Parecen olvidar que detrás de las valoraciones de conveniencia, justicia o deseabilidad de muchas decisiones existen criterios o categoría filosóficas, sociológicas, éticas o políticas, más que de la ley propiamente dicha —su legalidad o constitucionalidad (¿“la ley es neutra”?).
Ya si se da la situación que dos ciudadanos abogados no están de acuerdo en considerar correcta o justa una decisión de una junta, consejo o asamblea, se encontrarán dos versiones de esa especial condición del ser abogado (“yo soy abogado, conozco de derecho, ¿y usted?”).

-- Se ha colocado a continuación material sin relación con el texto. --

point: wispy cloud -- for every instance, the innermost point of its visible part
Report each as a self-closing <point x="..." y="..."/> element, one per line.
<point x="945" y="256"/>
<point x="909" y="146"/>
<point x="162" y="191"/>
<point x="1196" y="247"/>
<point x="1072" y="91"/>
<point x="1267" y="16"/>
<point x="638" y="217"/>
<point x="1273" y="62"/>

Se apela entonces a la estabilidad o permanencia de la ley o las normas escritas (“sobre mármol” o sobre piedra) para consultar lo permitido o aceptable, esperando que el sentido, significado o implicaciones de lo escrito no cambien muy pronto.
Puede suceder que al pedir leer la regulación le insinúen que usted no sabe de derecho (“gradúese de abogado y le creo sus opiniones” —parece ser la idea).
Al leer la norma escrita, si parece que el oponente está equivocado, podrá opinar que no todo lo escrito en reglamentos o normas es legal o constitucional (“se da por no escrito”).
Si el asunto escala a un juez, la persona a favor de quien el juez decide se tiende a sentir con toda la verdad (“se los dije”, “yo tenía razón”), y si es abogado sabrá argumentar que como el juez le dio la razón en ese asunto, todo lo que opine deberá ser acatado (“mi opinión es la ajustada a la ley”).
Pero lo peor es la respuesta que a veces dan algunos profesionales del derecho ante conflictos de la vida diaria: “si no le gusta, demándeme” (“a mí me sale más barato que a usted la contestación o representación legal: la hago yo mismo o me la hacen barata un colega”, y los abogados “sabemos más de los recovecos y recursos que la ley nos permite”).
Lo que puede hacer más vivible esta situación es que la mayoría de los congresistas que votan para aprobar las leyes no sean abogados, y que la mayoría de los ciudadanos de una junta no se amilanen ante la experticia del abogado compañero de silla.
Uno espera que todos recordemos que entre abogados hay diversidad de interpretaciones de las normas, que no todo está pre-escrito, y que cuando estos respetables profesionales son parte de una toma de decisión no son “la autoridad”.
Finalmente, que hasta en la Corte Constitucional las decisiones se toman por mayoría: no existe oráculo sino personas que votan, con sus sesgos, intereses y comprensiones (la “verdad jurídica” no existe).
En conclusión, es preferible un país imperfecto hecho con las decisiones de ciudadanos empoderados, que uno de abogados que “pre-saben” cómo debemos votar.